The study results showed that the prime-boost vaccine regimen provided complete protection in half of the vaccinated NHPs against a series of six repeated challenges with the simian immunodeficiency virus.

"Our previous studies of viral vector-based HIV-1 vaccine candidates showed much lower levels of protection against SIV," said Barouch. "These new findings show that the envelope protein boost following the viral vector priming increases the magnitude and functionality of antibody responses and improves protection."

Based on these pre-clinical data, the HIV-1 version of this vaccine regimen is now being evaluated in an ongoing Phase 1/2a international clinical study sponsored by Crucell Holland B.V., one of the Janssen Pharmaceutical Companies of Johnson & Johnson.

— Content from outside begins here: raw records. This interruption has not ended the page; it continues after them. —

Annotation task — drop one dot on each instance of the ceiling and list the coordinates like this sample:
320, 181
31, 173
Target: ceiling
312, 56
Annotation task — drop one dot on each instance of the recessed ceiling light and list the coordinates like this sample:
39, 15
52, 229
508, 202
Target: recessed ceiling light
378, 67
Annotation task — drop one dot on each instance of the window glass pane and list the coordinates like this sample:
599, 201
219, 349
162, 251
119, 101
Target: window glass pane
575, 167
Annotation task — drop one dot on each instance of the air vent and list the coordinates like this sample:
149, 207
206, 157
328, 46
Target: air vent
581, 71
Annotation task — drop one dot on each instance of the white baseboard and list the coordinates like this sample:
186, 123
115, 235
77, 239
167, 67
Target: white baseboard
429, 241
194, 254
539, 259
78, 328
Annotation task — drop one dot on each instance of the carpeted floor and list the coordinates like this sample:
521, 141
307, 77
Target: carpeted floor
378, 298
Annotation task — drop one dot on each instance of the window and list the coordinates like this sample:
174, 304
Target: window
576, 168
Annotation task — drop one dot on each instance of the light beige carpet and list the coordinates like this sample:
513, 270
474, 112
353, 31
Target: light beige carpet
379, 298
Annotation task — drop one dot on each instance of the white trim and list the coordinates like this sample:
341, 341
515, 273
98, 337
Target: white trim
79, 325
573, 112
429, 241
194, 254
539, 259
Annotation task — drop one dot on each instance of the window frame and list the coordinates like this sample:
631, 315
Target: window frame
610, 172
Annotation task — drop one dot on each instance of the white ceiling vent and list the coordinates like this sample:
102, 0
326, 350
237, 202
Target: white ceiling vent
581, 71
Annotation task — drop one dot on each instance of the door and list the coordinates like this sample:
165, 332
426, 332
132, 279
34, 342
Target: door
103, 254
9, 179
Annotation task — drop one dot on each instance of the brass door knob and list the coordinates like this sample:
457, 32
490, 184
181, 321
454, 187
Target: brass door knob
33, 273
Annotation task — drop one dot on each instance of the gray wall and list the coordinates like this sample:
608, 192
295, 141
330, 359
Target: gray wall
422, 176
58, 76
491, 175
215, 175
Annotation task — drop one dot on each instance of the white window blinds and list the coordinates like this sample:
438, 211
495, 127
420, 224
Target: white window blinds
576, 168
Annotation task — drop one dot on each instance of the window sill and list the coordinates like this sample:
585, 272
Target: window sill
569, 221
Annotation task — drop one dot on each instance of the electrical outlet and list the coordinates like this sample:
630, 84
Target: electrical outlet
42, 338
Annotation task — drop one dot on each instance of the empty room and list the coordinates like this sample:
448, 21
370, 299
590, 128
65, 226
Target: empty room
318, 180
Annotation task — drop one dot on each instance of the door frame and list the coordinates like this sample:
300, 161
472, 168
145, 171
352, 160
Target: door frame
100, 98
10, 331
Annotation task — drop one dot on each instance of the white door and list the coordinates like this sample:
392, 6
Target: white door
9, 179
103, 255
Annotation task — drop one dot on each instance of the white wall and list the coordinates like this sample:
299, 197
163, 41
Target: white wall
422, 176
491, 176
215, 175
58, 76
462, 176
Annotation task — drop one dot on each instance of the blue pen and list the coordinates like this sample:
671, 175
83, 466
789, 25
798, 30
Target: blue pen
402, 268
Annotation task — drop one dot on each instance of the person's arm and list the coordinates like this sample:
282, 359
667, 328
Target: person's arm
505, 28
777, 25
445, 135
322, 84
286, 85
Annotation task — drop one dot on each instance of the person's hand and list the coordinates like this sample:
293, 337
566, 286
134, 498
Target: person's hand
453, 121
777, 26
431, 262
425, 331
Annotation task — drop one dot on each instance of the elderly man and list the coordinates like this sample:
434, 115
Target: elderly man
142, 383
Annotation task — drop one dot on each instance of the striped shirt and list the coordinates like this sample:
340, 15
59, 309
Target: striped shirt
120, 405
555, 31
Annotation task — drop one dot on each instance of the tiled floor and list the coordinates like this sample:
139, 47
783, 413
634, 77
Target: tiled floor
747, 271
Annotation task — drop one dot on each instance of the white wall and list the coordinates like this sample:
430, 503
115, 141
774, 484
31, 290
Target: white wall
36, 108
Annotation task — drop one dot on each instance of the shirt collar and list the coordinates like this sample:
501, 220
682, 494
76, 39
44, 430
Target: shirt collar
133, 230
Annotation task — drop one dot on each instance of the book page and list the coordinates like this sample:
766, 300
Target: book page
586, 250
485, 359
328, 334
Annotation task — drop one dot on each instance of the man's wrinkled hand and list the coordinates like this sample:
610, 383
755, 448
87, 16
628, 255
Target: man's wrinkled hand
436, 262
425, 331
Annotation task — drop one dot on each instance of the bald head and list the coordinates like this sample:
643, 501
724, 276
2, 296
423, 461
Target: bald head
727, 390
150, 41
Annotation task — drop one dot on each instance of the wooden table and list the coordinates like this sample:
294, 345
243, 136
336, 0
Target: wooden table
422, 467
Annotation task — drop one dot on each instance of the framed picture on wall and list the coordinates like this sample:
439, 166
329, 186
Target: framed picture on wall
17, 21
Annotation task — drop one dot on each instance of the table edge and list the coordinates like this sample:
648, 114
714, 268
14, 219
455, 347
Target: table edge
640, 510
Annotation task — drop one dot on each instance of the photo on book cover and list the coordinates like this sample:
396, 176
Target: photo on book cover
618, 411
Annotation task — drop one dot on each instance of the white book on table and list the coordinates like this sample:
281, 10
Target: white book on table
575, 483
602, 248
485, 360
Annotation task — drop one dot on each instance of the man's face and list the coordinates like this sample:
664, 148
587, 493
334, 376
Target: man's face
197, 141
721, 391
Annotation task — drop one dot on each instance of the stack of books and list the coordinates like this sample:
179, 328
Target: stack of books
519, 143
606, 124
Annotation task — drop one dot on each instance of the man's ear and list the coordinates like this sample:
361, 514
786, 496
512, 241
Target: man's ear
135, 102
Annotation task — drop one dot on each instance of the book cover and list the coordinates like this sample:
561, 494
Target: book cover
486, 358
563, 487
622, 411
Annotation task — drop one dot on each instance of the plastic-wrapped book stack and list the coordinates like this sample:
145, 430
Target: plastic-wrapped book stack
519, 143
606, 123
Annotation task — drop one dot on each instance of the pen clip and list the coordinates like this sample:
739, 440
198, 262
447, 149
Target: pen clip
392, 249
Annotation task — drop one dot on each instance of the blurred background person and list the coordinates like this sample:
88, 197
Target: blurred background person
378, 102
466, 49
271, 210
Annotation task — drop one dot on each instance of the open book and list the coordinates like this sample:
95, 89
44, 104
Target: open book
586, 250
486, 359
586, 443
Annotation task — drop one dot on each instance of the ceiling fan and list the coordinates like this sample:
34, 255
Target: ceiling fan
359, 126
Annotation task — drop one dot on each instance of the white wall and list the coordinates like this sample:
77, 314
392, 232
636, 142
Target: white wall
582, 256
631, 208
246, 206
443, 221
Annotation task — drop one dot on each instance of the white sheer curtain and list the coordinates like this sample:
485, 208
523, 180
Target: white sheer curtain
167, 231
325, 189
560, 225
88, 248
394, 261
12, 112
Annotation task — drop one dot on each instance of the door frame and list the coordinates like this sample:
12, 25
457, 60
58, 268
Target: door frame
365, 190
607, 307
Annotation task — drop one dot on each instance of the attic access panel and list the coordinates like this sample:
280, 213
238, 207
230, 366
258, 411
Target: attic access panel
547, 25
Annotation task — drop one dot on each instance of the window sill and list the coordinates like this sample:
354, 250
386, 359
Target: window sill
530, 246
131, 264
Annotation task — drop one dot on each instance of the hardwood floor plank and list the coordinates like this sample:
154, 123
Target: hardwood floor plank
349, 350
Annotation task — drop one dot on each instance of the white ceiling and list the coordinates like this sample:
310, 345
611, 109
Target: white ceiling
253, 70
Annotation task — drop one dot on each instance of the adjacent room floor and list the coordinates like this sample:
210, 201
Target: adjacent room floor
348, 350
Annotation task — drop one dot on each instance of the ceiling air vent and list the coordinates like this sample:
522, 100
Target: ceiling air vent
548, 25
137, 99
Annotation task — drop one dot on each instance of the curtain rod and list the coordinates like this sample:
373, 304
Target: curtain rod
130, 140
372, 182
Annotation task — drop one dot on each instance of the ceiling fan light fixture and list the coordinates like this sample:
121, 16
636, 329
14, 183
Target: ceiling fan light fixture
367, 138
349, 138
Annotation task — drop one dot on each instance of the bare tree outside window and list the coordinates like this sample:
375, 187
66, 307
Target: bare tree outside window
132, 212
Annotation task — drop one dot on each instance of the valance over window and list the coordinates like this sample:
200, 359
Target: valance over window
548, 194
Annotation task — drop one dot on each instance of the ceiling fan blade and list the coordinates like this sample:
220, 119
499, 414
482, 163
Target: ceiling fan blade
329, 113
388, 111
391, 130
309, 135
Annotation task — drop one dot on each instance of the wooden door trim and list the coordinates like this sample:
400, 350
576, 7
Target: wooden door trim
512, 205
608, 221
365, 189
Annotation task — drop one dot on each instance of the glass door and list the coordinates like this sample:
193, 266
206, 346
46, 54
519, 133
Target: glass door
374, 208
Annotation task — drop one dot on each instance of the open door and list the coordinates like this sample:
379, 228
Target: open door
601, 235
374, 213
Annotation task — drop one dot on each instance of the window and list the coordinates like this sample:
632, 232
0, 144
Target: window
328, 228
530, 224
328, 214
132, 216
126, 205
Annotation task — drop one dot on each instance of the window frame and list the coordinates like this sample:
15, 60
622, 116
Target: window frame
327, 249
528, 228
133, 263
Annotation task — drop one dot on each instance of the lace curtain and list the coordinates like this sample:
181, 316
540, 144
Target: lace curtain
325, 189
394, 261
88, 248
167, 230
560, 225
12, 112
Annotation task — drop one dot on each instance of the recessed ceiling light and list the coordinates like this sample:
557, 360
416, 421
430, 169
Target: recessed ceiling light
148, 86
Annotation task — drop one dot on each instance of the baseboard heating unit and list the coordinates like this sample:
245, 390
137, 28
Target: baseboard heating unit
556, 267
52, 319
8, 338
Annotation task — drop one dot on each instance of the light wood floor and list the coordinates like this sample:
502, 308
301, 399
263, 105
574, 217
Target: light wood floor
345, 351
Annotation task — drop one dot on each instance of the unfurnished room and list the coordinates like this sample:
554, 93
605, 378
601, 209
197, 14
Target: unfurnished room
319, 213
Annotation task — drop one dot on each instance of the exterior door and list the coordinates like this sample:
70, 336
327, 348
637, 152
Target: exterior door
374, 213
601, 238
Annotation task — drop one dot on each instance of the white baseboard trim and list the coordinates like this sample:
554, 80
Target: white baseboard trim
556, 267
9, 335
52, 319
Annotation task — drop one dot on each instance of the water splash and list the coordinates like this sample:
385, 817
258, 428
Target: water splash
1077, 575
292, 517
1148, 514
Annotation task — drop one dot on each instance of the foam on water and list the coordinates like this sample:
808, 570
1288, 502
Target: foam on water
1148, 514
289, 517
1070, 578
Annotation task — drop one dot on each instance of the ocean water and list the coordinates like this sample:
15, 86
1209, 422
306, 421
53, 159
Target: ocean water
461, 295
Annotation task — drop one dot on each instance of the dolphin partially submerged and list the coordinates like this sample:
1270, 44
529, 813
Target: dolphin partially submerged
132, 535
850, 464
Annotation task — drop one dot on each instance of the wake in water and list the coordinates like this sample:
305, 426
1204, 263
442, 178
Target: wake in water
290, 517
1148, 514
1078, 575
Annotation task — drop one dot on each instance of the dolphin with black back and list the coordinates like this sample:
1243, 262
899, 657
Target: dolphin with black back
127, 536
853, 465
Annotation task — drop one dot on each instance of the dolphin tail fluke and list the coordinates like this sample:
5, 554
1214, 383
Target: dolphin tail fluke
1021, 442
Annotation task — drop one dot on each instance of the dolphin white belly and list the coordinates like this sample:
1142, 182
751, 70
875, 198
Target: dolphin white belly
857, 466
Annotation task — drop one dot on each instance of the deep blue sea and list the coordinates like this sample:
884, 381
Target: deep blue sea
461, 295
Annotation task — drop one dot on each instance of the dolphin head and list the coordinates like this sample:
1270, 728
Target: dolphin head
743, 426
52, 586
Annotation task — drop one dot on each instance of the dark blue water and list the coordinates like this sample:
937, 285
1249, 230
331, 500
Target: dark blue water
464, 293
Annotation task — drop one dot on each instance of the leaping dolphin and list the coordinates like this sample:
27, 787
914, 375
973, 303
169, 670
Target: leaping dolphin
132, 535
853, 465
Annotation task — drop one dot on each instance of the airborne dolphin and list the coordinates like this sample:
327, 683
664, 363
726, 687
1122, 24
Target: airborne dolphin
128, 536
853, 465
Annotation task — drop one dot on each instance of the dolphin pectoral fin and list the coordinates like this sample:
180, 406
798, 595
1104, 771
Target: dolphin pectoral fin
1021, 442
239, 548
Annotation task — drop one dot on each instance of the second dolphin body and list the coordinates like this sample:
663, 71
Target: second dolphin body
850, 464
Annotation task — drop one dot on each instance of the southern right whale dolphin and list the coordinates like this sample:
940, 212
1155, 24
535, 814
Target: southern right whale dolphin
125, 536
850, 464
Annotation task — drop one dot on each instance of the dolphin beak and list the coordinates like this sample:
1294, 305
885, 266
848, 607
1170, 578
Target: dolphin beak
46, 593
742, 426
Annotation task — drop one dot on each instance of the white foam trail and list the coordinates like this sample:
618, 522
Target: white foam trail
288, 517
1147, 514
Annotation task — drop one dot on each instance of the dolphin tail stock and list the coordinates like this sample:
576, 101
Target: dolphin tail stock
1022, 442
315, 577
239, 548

More than 35 million people worldwide are infected with HIV and more than 2 million new infections develop each year. "Although antiretroviral therapies have prolonged the lives of HIV-1 infected patients, the definitive solution to this epidemic will likely be a vaccine," said Barouch. "These new findings represent an important step forward."

7/3/15

Reference

DH Barouch, G Alter, T Broge, et al. Protective efficacy of adenovirus-protein vaccines against SIV challenges in rhesus monkeys. Science. July 2, 2015 (Epub ahead of print).

Other Sources

Beth Israel Deaconess Medical Center. Study Shows Novel HIV Vaccine Regimen Provides Robust Protection in Non-Human Primates. Press release. July 2, 2015.

Johnson & Johnson. Investigational HIV Vaccine Regimen Shows Encouraging Results in Non-Human Primates. Press release. July 2, 2015.